Wednesday, November 22, 2017

2017-11-22: Deploying the Memento-Damage Service





Many web services such as archive.isArchive-ItInternet Archive, and UK Web Archive have provided archived web pages or mementos for us to use. Nowadays, the web archivists have shifted their focus from how to make a good archive to measuring how well the archive preserved the page. It raises a question about how to objectively measure the damage of a memento that can correctly emulate user (human) perception.

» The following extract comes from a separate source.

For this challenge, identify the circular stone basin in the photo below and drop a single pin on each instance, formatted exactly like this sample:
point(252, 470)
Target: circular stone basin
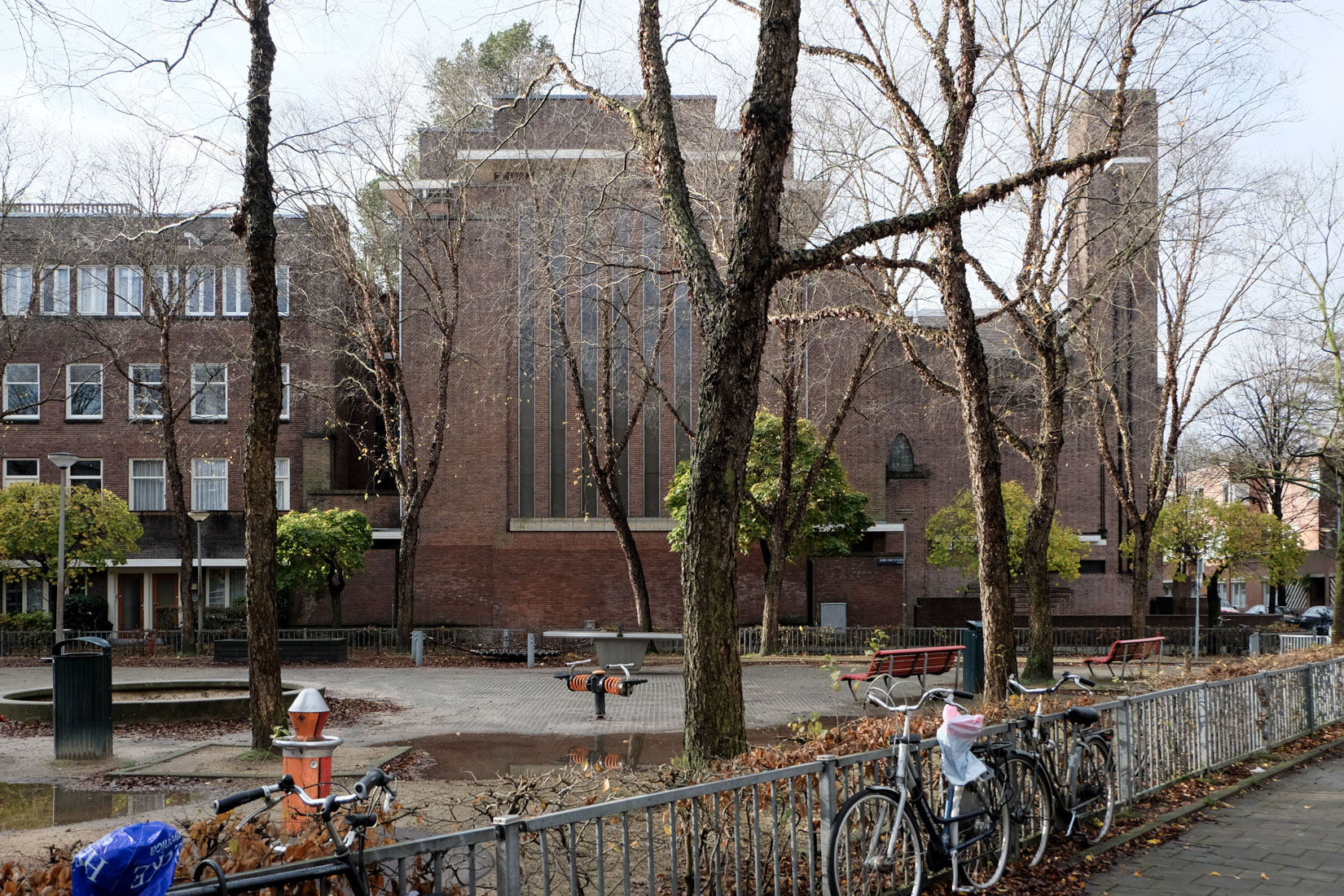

Related to this, Justin Brunelle devised a prototype for measuring the impact of missing embedded resources (the damage) on a web page. Brunelle, in his IJDL paper (and the earlier JCDL version), describes that the quality of a memento depends on the availability of its resources. The straight percentage of missing resources in a memento is not always a good indicator of how "damaged" it is. For example, one page could be missing several small icons whose absence users never even notice, and a second page could be missing a single embedded video (e.g., a Youtube page). Even though the first page is missing more resources, intuitively the second page is more damaged and less useful for users. The damage value ranges from 0 to 1, where a damage of 1 means the web page lost all of its embedded resources. Figure 1 gives an illustration of how this prototype works.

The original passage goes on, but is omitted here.